I need some help please. 

The floors and walls shake and vibrate a lot whenever someone walks in my house. Also, I am noticing cracks in several areas of the home where the walls meet the ceilings. It appears to me that something is settling or something. 

I own a ranch stlye home in WI with a full basement. It is a Wausau modular home with wooden joists, built in the late 60's. 

Any and all suggestions would be greatly appreciated. Thanks in advance. Tom


----------



## inspectorD

Sounds like undersized joists.
Get a couple of 2x4s and put them under the center of the joists to the basement floor below to see if this helps. It will.
Then look into adding some joists along side the existing ones(sistering joists) or installing a beam. 
A book at the library or a local contractor will be able to give you some more ideas.

Depending how many obstacles are in the way, pipes, wiring and duct-work will decide which course you take.

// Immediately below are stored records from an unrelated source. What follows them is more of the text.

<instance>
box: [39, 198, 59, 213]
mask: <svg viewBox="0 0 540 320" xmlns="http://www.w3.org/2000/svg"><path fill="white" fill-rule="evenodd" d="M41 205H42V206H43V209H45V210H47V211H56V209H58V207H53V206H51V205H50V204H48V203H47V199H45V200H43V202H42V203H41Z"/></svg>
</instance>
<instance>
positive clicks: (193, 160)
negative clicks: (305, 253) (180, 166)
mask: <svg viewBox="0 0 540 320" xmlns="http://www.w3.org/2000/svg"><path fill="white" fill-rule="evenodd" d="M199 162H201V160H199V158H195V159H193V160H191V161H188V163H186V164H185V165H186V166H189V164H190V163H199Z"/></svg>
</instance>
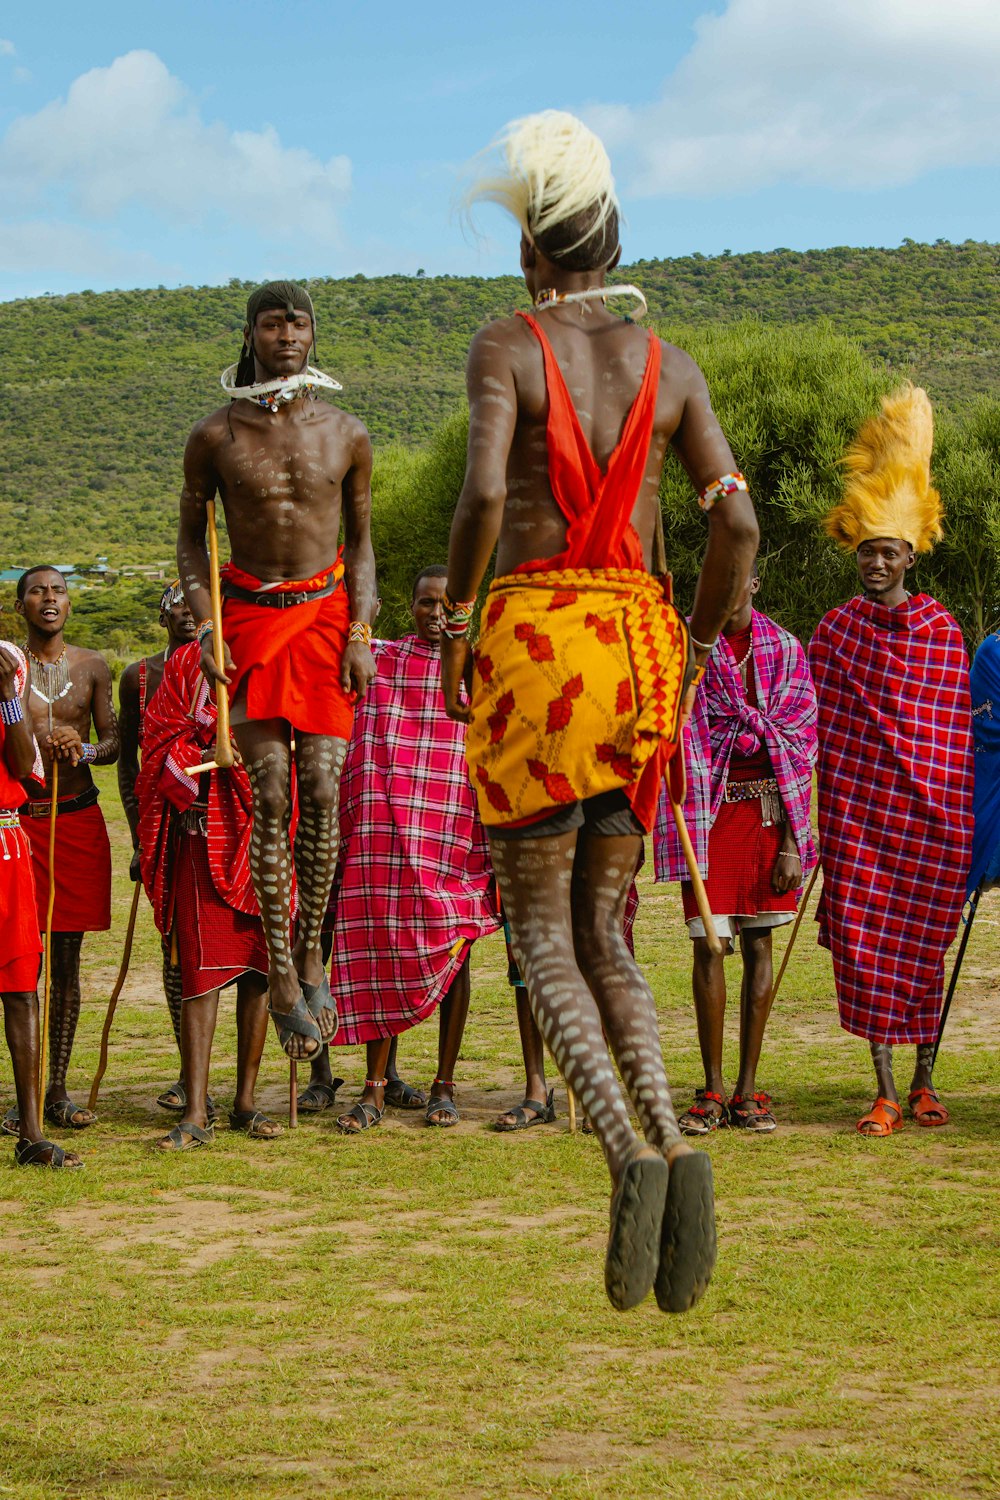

Someone has already posted in the walls section something similar with pictures I believe.

This is common on older houses..the more weight we add to our homes the more they sink, creak sag and just age.


----------



## Square Eye

Bridging (blocks) between the joists helps more than people think.
If the blocks are as wide as the joists, and cut to fit tightly, it leaves almost no room for deflection. The load will be ditributed to the surrounding joists and it often will stop shaky rattling when you walk across the floor.

No guarantees, but well worth trying.


----------



## twincse

Hey you guys-thanks a lot for the quick and thoughtful responses. I'm glad I found this site. Thanks again. Tom


----------